2015年に入り、彼のグループ株が急騰したこともあって、香港の大富豪である李嘉誠・長江実業会長や、中国一の富豪の馬雲・アリババ集団会長を抜き去り、その年の5月に発表された富豪ランキングでは、総資産381億ドル(約4兆5700億円)とアジアNo.1に躍り出ました。

そこから現在にいたるまで、アリババ・グループ・ホールディングの馬雲(ジャック・マ)会長や香港の李嘉誠氏などとの激しい首位争いを繰り広げながらも、現在もアジアNo.1の座を譲らずにいます。

息子も野心あふれるビジネスマンに

王氏には一人息子の王思聪(ウォン・スーツォン)氏がおり、彼も父に負けじとビジネスを拡大しています。

王思聪氏は、1988年生まれの現在28歳で、英国の名門大学・The University College Londonの哲学科で西洋思想を学び、現在はワンダグループの理事を務めています。
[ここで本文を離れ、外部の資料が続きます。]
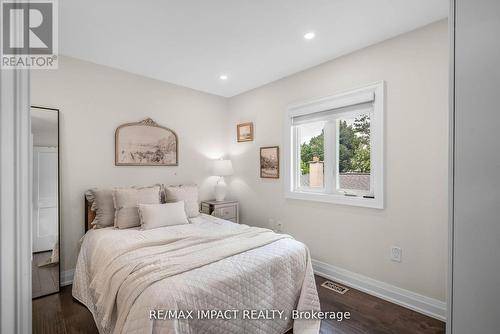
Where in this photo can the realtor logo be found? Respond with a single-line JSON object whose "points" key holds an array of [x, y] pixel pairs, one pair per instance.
{"points": [[29, 34]]}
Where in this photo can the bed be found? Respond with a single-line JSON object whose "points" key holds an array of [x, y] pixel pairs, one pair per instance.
{"points": [[209, 276]]}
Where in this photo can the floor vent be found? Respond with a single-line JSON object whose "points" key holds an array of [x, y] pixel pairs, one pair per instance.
{"points": [[335, 287]]}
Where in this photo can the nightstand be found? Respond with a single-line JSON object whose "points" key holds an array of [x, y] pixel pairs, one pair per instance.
{"points": [[228, 210]]}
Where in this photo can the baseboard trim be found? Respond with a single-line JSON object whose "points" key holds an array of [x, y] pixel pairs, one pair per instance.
{"points": [[67, 277], [414, 301]]}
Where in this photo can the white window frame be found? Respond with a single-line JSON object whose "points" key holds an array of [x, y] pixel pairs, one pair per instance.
{"points": [[375, 91]]}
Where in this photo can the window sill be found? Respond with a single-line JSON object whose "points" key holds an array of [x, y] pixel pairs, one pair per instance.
{"points": [[375, 203]]}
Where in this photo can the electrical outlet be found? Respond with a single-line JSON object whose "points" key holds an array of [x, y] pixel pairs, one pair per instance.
{"points": [[396, 254]]}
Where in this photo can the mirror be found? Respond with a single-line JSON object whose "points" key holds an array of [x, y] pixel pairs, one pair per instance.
{"points": [[45, 190]]}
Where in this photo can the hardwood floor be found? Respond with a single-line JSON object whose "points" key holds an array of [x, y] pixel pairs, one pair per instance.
{"points": [[45, 279], [60, 313], [372, 315]]}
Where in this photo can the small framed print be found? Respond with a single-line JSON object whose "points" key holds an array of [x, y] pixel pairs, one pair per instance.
{"points": [[245, 132], [270, 162]]}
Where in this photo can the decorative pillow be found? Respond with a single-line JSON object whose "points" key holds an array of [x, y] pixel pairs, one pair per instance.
{"points": [[158, 215], [188, 194], [126, 201], [102, 204]]}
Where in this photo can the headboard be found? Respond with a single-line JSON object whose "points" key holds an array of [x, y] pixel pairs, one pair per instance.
{"points": [[89, 214]]}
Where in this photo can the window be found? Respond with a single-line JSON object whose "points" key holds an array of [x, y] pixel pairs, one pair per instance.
{"points": [[334, 148]]}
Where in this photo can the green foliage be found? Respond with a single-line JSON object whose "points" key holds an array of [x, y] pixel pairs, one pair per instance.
{"points": [[310, 150], [354, 147]]}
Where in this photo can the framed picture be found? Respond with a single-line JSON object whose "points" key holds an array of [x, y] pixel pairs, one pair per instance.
{"points": [[145, 143], [270, 162], [245, 132]]}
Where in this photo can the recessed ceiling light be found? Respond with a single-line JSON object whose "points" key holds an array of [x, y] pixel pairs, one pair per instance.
{"points": [[309, 35]]}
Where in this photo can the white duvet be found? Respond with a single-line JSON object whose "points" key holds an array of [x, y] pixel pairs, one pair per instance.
{"points": [[210, 264]]}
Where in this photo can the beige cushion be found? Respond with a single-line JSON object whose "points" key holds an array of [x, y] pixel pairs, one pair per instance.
{"points": [[126, 201], [158, 215], [186, 193], [102, 204]]}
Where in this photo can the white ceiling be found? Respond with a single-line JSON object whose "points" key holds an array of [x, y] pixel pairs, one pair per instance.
{"points": [[254, 42]]}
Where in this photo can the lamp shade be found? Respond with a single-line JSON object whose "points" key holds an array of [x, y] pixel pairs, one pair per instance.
{"points": [[222, 168]]}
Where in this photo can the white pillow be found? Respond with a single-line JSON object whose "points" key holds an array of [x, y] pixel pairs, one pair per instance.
{"points": [[102, 204], [158, 215], [188, 194], [126, 201]]}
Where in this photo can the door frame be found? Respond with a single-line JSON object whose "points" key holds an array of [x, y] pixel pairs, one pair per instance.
{"points": [[15, 202]]}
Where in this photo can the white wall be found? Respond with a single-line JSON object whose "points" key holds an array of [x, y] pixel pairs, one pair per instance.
{"points": [[94, 100], [476, 208], [415, 68]]}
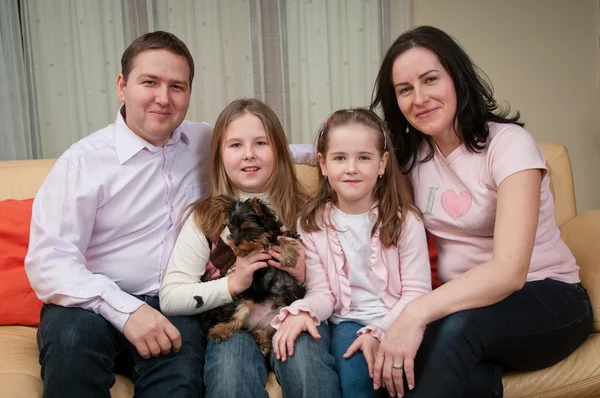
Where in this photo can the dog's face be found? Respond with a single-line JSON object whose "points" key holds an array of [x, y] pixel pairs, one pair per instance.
{"points": [[252, 225]]}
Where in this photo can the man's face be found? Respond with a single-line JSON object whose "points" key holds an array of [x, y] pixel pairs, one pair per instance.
{"points": [[156, 94]]}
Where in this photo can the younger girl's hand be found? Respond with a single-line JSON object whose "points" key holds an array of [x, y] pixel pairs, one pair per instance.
{"points": [[292, 326], [299, 271], [241, 278], [369, 345]]}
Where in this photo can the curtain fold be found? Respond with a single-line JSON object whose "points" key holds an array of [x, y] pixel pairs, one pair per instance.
{"points": [[220, 37], [16, 135], [76, 47], [334, 51]]}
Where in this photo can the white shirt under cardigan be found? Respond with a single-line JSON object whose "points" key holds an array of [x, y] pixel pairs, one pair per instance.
{"points": [[354, 231], [187, 265], [106, 218]]}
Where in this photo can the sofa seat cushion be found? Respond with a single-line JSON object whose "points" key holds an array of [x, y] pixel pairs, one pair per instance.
{"points": [[20, 368], [576, 376]]}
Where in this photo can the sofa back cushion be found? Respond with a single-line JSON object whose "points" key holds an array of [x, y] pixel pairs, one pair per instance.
{"points": [[18, 303], [21, 179]]}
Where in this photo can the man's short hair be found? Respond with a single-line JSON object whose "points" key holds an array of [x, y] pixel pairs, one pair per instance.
{"points": [[158, 40]]}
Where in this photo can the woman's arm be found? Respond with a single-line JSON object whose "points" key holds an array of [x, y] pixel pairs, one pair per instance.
{"points": [[517, 216]]}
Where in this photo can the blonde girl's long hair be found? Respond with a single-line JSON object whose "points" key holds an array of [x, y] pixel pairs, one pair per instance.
{"points": [[393, 191], [283, 188]]}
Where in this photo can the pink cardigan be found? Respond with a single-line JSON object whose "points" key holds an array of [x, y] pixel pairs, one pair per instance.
{"points": [[403, 272]]}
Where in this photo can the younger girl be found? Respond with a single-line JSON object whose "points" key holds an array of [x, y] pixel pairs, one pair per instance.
{"points": [[366, 249], [250, 158]]}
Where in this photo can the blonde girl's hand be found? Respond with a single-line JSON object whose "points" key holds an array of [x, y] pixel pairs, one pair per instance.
{"points": [[396, 354], [241, 278], [368, 344], [299, 271], [289, 330]]}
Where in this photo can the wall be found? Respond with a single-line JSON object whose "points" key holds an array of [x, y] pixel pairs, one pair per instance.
{"points": [[542, 57]]}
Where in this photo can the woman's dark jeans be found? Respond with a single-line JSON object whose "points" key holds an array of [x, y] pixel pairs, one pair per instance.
{"points": [[464, 354], [80, 350]]}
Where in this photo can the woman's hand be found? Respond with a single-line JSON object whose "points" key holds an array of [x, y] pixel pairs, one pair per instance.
{"points": [[241, 278], [291, 327], [368, 344], [299, 271], [397, 351]]}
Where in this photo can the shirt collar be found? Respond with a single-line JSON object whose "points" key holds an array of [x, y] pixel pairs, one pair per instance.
{"points": [[128, 144]]}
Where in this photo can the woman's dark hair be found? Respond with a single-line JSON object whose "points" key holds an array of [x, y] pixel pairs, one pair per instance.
{"points": [[475, 104]]}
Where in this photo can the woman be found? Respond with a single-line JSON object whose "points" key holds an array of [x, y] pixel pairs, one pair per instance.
{"points": [[512, 296]]}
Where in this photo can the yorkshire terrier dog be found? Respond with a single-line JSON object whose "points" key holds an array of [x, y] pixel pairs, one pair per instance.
{"points": [[253, 226]]}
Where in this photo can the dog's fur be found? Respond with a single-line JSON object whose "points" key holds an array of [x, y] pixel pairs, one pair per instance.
{"points": [[254, 226]]}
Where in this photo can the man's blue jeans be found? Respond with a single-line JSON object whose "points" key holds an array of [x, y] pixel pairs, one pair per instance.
{"points": [[531, 329], [236, 368], [80, 350]]}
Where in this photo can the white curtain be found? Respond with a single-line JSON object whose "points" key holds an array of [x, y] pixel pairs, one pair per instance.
{"points": [[76, 47], [334, 52], [16, 135], [219, 36], [304, 58]]}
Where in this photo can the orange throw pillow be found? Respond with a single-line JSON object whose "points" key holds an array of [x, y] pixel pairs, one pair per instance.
{"points": [[18, 303]]}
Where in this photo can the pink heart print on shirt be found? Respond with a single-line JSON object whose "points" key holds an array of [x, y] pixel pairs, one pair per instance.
{"points": [[456, 205]]}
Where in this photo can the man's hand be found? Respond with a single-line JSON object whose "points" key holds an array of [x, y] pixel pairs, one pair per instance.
{"points": [[151, 332], [369, 345], [241, 279], [292, 326]]}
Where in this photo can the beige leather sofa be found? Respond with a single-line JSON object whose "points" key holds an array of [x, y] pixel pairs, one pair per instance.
{"points": [[577, 376]]}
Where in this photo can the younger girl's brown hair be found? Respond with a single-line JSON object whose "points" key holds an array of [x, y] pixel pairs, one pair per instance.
{"points": [[283, 189], [392, 191]]}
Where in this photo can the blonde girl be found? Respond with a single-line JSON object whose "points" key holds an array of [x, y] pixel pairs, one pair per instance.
{"points": [[249, 158]]}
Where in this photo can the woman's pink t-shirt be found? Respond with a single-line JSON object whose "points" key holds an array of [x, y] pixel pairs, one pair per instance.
{"points": [[457, 196]]}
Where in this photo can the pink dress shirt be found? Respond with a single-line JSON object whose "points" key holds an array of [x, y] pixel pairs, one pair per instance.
{"points": [[106, 218]]}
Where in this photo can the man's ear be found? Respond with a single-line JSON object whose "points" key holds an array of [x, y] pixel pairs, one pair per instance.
{"points": [[322, 164], [121, 87]]}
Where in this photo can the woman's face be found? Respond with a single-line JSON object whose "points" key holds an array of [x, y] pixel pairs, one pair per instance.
{"points": [[425, 92]]}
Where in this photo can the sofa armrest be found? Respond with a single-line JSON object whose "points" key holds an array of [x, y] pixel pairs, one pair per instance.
{"points": [[582, 234]]}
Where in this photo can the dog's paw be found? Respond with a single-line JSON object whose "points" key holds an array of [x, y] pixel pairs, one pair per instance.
{"points": [[220, 332]]}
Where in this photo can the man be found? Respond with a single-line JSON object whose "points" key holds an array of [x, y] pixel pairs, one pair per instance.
{"points": [[103, 227]]}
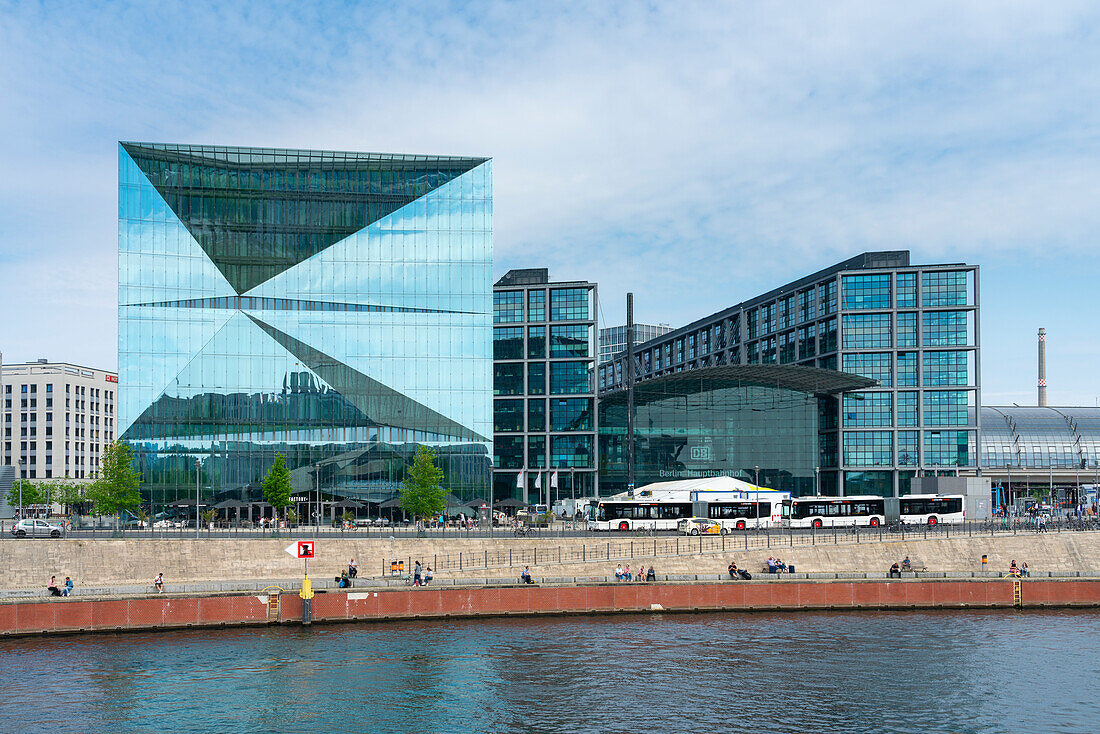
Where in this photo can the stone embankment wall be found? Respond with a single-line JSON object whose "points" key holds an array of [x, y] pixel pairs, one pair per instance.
{"points": [[158, 612], [29, 563]]}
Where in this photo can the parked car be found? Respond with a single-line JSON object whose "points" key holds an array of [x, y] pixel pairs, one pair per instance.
{"points": [[36, 528]]}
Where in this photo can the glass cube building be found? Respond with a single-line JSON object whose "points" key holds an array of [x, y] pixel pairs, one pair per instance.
{"points": [[332, 307], [914, 329]]}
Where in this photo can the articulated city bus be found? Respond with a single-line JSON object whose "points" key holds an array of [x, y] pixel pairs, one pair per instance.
{"points": [[933, 508], [741, 514], [870, 510], [630, 515]]}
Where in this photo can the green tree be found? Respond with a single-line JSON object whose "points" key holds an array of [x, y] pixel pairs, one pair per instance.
{"points": [[277, 486], [32, 494], [116, 489], [422, 494]]}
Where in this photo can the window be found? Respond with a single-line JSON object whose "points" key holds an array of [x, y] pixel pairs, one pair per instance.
{"points": [[537, 379], [570, 378], [906, 329], [536, 415], [946, 407], [906, 289], [867, 331], [908, 448], [908, 408], [950, 288], [569, 304], [864, 292], [868, 448], [507, 306], [943, 369], [946, 329], [536, 342], [572, 414], [507, 415], [570, 340], [508, 379], [876, 365], [508, 343], [807, 341], [947, 448], [571, 451], [536, 305], [868, 409]]}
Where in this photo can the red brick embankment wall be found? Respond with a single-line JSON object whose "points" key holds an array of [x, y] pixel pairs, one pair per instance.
{"points": [[75, 615]]}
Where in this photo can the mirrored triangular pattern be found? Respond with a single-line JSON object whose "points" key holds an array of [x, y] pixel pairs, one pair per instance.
{"points": [[333, 307], [283, 205]]}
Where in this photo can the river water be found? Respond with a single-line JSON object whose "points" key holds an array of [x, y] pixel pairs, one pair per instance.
{"points": [[859, 671]]}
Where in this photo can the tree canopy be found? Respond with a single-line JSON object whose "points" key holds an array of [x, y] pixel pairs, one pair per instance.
{"points": [[116, 489], [422, 494], [277, 486]]}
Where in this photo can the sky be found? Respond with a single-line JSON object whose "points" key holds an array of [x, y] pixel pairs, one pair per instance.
{"points": [[695, 153]]}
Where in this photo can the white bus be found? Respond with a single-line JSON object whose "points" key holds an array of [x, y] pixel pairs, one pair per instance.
{"points": [[933, 508], [743, 514], [630, 515], [837, 512]]}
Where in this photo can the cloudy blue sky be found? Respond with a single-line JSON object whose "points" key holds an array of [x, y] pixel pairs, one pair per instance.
{"points": [[695, 153]]}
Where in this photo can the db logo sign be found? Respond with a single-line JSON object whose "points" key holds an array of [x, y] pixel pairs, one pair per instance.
{"points": [[701, 452]]}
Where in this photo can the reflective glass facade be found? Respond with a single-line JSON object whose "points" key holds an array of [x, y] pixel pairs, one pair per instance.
{"points": [[724, 420], [552, 375], [911, 328], [334, 307]]}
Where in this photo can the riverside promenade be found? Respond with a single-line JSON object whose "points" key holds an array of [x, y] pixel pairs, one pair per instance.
{"points": [[245, 582]]}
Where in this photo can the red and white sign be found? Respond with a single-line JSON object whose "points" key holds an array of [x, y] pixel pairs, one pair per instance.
{"points": [[301, 549]]}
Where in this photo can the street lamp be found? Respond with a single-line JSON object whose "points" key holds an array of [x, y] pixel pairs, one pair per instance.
{"points": [[197, 464]]}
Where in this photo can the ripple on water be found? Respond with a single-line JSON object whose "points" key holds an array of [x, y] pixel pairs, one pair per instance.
{"points": [[902, 671]]}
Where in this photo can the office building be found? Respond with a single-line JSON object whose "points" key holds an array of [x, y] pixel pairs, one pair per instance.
{"points": [[57, 418], [913, 329], [613, 339], [331, 307], [543, 386]]}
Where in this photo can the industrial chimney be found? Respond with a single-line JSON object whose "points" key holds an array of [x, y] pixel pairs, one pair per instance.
{"points": [[1042, 367]]}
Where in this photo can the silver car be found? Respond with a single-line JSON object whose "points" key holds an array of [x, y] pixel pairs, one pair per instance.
{"points": [[36, 528]]}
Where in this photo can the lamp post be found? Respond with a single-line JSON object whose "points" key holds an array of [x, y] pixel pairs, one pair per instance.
{"points": [[197, 466]]}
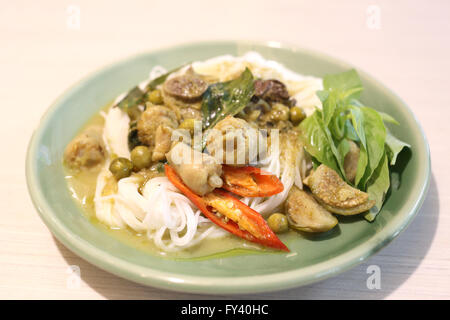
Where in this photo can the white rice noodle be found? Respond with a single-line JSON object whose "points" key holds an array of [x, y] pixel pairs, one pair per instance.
{"points": [[115, 132], [166, 216], [161, 212], [301, 88], [288, 173]]}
また、自身の投資会社やゲーム会社をM&Aで拡大するという親にも負けじと劣らぬビジネスマンです。

「国民的花婿候補」と呼ばれ、彼と結婚すれば「一生安泰なので、誰もが憧れる」という意味で、「国民の夫」の愛称で知られています。

ビジネスに関しては野心家であるものの、私生活での

「思うことはすべて叶い、苦労をしたことはない」
「付き合う相手に金があるかどうかは関係ない。どちらにしても、自分より金を持っている人間はいないから」
「恋人選びで最も重視するのはカラダだ」

といった仰天発言や行動で、パパラッチに追い掛け回されているようです。